Padrões de pensamento: Como os pensamentos automáticos influenciam as emoções e as respostas comportamentais.
Respostas comportamentais: Estratégias de enfrentamento usadas pelo indivíduo, incluindo comportamentos construtivos e destrutivos.
Intensidade emocional: A gravidade das reações emocionais e físicas durante episódios de raiva, auxiliando na priorização de intervenções.
3. Mudança clínica e sensibilidade:
Por se tratar de um formulário de autorregistro, ele pode ser reaplicado repetidamente para fins de monitoramento longitudinal de padrões emocionais
Frequência sugerida de reaplicação: diária ou conforme a ocorrência de episódios significativos
4. Cuidados éticos e limitações de aplicação:
Risco potencial de sub ou supervalorização da intensidade emocional, especialmente em indivíduos com baixa consciência emocional ou alexitimia.

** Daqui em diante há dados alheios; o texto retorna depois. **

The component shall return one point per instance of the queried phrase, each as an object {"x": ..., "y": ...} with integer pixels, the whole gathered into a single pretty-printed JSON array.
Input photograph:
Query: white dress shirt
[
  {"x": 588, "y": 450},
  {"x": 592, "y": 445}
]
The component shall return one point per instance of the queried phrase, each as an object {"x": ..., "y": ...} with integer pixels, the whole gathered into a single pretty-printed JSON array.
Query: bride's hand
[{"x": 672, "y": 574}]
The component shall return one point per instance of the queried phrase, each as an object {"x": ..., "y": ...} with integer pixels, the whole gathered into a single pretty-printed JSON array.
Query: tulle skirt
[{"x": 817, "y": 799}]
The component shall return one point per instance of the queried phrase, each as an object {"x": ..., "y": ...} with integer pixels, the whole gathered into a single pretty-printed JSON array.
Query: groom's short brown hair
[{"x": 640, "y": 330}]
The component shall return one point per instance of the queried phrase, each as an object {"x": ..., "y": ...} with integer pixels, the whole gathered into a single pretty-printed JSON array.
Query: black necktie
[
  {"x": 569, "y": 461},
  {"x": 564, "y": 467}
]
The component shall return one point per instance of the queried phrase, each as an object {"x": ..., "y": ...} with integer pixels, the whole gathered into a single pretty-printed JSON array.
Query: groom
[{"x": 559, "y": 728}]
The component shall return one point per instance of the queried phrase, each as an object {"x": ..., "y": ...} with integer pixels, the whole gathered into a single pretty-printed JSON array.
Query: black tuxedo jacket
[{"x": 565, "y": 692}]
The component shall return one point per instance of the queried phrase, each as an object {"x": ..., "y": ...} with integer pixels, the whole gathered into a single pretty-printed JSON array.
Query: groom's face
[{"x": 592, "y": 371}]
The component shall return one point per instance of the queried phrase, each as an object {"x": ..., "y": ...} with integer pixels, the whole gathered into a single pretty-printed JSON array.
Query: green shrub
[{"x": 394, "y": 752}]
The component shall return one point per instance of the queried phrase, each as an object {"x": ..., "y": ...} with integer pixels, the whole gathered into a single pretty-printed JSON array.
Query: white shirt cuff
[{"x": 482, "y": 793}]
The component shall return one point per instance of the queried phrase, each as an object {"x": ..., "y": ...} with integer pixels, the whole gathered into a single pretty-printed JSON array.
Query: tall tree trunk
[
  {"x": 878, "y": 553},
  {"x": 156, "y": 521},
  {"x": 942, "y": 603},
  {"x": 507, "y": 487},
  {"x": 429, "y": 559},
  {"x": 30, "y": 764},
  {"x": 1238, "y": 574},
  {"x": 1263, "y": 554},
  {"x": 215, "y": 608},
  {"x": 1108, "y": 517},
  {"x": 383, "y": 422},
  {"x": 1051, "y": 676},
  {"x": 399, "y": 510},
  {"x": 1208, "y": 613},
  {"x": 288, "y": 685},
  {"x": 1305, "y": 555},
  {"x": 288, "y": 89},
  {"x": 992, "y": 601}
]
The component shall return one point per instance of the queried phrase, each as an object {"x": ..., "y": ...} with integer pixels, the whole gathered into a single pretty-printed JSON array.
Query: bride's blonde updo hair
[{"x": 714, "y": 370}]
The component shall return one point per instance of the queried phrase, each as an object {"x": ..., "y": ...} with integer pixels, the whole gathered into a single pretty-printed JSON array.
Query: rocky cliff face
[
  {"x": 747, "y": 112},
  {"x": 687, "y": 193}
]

5. Sugestões para análise clínica:
Identificação de padrões situacionais, cognitivos e comportamentais associados à raiva
Pode orientar intervenções de reestruturação cognitiva, treino de habilidades de regulação emocional e exposição a gatilhos emocionais
Episódios com intensidade alta e respostas disfuncionais sugerem foco prioritário na intervenção
Pode ser combinado com escalas padronizadas como STAXI-2 (Inventário de Expressão da Raiva) e DERS (Dificuldades em Regulação Emocional), para avaliação mais abrangente
Útil na formulação de caso em quadros de transtorno explosivo intermitente, transtornos de personalidade, ansiedade e depressão com irritabilidade
O Registro de automonitoramento da raiva é uma ferramenta que pode ajudá-lo(a) a compreender melhor suas emoções e reações em momentos de raiva. Lembr-se de situações em que sentiu raiva e tire um momento para refletir e registrar:
Situação: Onde você estava, o que estava acontecendo e com quem estava.

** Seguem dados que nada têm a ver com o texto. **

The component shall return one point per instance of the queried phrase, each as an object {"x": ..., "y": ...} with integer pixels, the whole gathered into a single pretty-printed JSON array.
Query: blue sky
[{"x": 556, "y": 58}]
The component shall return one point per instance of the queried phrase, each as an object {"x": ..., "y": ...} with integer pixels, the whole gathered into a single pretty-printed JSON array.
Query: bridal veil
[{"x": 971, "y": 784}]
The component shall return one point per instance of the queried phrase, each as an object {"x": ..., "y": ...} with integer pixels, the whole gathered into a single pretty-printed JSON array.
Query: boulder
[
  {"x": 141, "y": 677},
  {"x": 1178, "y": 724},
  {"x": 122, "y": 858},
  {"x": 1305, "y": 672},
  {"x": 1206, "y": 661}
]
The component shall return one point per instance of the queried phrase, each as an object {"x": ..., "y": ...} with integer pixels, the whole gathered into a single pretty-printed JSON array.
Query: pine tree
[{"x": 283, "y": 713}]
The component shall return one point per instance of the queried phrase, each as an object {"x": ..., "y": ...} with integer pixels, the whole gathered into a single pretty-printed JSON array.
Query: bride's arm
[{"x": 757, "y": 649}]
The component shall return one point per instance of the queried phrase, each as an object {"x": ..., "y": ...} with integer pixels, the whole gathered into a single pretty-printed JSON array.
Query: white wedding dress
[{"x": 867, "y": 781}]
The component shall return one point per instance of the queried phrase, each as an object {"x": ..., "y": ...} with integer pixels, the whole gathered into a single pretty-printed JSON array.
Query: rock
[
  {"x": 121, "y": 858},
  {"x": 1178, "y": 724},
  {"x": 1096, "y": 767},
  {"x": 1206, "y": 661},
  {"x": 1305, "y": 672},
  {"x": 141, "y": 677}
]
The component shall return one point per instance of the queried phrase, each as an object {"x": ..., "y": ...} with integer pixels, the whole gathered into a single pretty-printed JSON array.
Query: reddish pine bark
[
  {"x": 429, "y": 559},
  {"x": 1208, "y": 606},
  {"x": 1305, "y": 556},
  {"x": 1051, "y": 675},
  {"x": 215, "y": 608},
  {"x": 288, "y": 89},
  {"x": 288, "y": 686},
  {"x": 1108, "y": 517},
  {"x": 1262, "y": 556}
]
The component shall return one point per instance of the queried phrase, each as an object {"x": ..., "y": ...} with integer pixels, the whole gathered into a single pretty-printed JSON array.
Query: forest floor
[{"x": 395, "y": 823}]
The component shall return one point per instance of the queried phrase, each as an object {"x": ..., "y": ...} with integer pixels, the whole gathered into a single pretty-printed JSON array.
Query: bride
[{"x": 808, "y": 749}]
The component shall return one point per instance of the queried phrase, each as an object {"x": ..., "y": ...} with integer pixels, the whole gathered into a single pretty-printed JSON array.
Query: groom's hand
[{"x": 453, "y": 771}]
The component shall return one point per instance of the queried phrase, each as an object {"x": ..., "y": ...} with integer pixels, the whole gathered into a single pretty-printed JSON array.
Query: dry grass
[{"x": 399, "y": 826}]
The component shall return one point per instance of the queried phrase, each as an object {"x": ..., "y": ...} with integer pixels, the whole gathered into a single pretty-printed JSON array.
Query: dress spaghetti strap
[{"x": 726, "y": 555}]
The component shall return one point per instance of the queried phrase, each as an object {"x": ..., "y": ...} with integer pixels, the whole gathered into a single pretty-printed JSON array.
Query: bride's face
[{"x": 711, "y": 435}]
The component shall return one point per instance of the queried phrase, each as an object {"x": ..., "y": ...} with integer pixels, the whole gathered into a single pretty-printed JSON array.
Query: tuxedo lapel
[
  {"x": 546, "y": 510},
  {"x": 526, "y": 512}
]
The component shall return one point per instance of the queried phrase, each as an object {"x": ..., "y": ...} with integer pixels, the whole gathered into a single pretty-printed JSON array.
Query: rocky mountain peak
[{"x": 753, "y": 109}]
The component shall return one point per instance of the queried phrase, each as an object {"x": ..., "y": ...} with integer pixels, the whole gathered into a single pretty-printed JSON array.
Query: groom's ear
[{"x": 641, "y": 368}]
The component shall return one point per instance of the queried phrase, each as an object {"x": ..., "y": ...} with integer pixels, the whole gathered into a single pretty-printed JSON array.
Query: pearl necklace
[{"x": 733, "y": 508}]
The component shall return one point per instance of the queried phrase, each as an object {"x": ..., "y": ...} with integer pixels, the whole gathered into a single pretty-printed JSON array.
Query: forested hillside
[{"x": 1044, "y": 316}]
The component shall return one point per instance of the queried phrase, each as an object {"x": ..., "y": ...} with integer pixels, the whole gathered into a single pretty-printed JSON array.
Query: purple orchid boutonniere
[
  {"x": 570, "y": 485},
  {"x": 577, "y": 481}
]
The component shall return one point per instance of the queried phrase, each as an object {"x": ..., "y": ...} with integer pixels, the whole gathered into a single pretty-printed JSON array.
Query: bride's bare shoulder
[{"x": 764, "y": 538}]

Pensamentos de Raiva: Quais pensamentos, imagens ou memórias surgiram? O que esses pensamentos significaram para você?
Emoções e Sensações Corporais: Como você se sentiu emocionalmente e fisicamente? Dê uma nota de 0 a 100% para a intensidade de cada emoção ou sensação.
Respostas: O que você fez para lidar com a raiva? Quais foram suas ações ou reações?
Esse registro é um espaço para você olhar com mais cuidado para o que sente e pensa. O(a) profissional que o(a) acompanha terá acesso a seus registros para que juntos possam identificar padrões e construir estratégias que façam sentido para você. Lembre-se de que é um passo importante no caminho para cuidar de si mesmo.
BECK, A. T.; RUSH, A. J.; SHAW, B. F.; EMERY, G. Cognitive Therapy of Depression. New York: Guilford Press, 1979.
FERNANDEZ, E.; BECK, R. Empirical and theoretical perspectives on anger management interventions. Clinical Psychology: Science and Practice, v. 8, n. 2, p. 260-287, 2001.